Some of my observations about the paper:
- I would argue that beekeeping is conducive to designed experiments,
and don't think the analogy between beekeeping and climate change
holds weight (the climate change research is much more technical than
what they present)
- it's not a statistics paper, so
     - this is not a meta-analysis in the statistical sense
     - there is no statistical model, no statistical hypothesis test
     - there's not enough focus on confounding, specifically between:
use of neonics and incidence of Nosema c; migratory beekeeping and
exposure to pesticides; migratory beekeeping and exposure to RNA
viruses (DeRisi paper also on Adee's bees); norther hemisphere
beekeeping and climate change (like the artic oscillation,
http://www.wunderground.com/blog/JeffMasters/comment.html?entrynum=2010
);
- it seems to be some evidence, but it's not definitive/convincing.
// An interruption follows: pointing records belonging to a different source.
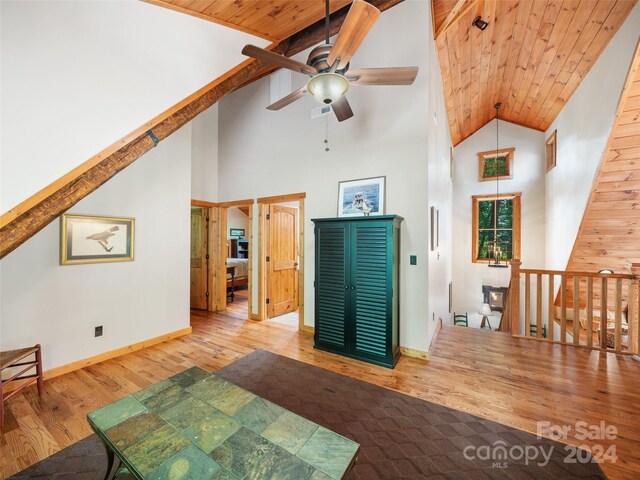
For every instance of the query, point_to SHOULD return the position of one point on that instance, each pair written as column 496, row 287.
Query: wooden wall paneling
column 586, row 35
column 522, row 18
column 196, row 9
column 609, row 234
column 523, row 64
column 533, row 56
column 301, row 219
column 566, row 41
column 484, row 113
column 28, row 218
column 249, row 236
column 543, row 34
column 456, row 77
column 443, row 54
column 221, row 303
column 616, row 17
column 505, row 20
column 263, row 210
column 475, row 58
column 557, row 31
column 214, row 242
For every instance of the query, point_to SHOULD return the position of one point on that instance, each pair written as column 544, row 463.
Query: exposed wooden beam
column 28, row 218
column 459, row 9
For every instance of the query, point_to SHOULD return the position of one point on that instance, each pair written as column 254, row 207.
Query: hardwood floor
column 515, row 382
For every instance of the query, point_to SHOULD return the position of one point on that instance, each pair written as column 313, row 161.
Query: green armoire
column 357, row 308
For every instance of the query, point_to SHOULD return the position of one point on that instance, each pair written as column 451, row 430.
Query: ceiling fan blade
column 342, row 109
column 383, row 76
column 361, row 17
column 292, row 97
column 280, row 60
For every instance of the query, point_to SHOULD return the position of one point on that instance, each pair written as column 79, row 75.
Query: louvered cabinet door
column 371, row 290
column 332, row 293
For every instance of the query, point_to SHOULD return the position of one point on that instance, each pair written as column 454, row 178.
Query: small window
column 496, row 216
column 492, row 165
column 550, row 154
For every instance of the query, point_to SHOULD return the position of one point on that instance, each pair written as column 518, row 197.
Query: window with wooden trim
column 492, row 165
column 496, row 215
column 550, row 151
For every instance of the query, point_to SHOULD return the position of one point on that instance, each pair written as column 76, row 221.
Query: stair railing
column 584, row 309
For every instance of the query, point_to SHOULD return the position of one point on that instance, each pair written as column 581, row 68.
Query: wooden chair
column 533, row 331
column 460, row 319
column 16, row 358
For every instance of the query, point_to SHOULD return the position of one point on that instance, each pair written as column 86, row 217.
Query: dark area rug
column 401, row 437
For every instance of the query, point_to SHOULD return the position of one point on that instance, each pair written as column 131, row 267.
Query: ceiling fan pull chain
column 326, row 133
column 326, row 22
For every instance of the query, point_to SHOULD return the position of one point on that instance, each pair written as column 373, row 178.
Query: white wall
column 204, row 155
column 583, row 128
column 528, row 178
column 265, row 153
column 439, row 194
column 59, row 306
column 79, row 75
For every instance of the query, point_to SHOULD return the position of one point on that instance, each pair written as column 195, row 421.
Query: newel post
column 634, row 310
column 514, row 296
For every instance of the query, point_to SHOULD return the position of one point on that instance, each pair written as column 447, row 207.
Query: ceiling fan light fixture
column 328, row 87
column 479, row 23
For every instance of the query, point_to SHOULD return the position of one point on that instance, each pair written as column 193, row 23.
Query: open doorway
column 235, row 259
column 202, row 260
column 281, row 258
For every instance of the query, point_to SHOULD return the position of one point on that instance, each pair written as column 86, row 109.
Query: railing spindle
column 515, row 296
column 563, row 309
column 551, row 319
column 589, row 311
column 576, row 310
column 527, row 305
column 539, row 305
column 618, row 331
column 603, row 314
column 634, row 310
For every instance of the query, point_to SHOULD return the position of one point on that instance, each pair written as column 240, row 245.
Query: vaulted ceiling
column 531, row 57
column 273, row 20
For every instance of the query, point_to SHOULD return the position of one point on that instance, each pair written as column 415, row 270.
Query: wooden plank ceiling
column 531, row 57
column 273, row 20
column 609, row 235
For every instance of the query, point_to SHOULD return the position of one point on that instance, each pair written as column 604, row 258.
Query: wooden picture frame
column 92, row 239
column 362, row 197
column 550, row 151
column 486, row 162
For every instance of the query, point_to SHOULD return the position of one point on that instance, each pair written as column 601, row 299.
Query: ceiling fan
column 328, row 64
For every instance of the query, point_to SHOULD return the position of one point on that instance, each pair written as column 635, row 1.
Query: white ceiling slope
column 78, row 76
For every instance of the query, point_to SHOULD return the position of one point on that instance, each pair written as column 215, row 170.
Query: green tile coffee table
column 199, row 426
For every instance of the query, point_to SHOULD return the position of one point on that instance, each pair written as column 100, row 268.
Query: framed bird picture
column 89, row 239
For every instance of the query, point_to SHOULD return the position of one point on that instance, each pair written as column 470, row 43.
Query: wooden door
column 282, row 267
column 199, row 263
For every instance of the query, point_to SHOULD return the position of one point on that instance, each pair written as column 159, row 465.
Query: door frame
column 263, row 208
column 212, row 245
column 221, row 297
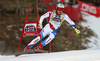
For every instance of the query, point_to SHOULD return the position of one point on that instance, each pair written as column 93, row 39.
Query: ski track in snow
column 78, row 55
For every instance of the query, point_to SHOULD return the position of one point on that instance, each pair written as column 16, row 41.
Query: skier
column 56, row 18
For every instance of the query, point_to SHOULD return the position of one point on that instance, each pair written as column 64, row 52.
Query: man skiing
column 55, row 20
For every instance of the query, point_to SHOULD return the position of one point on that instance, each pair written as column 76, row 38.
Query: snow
column 76, row 55
column 93, row 23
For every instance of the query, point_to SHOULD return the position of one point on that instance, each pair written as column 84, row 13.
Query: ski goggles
column 60, row 9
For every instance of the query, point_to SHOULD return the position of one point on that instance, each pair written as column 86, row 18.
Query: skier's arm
column 71, row 23
column 42, row 18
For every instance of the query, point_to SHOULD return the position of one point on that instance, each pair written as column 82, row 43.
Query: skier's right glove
column 40, row 26
column 77, row 31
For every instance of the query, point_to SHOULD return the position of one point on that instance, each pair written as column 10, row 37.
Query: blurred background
column 13, row 14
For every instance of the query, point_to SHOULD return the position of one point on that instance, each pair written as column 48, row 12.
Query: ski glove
column 40, row 26
column 77, row 31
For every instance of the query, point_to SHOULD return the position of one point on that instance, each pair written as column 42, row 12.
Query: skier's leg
column 34, row 41
column 52, row 35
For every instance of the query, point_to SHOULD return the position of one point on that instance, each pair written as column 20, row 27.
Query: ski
column 30, row 51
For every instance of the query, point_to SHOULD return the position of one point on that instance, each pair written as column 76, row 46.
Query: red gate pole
column 38, row 16
column 22, row 31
- personally, I would have much preferred to look at a variance
components model or a meta-analysis like the first author's other work


A bit of humor about correlation, causation, necessary and sufficient conditions
http://xkcd.com/552/
(the mouse over)
"Correlation doesn't imply causation, but it does waggle its eyebrows
suggestively and gesture furtively while mouthing 'look over there'."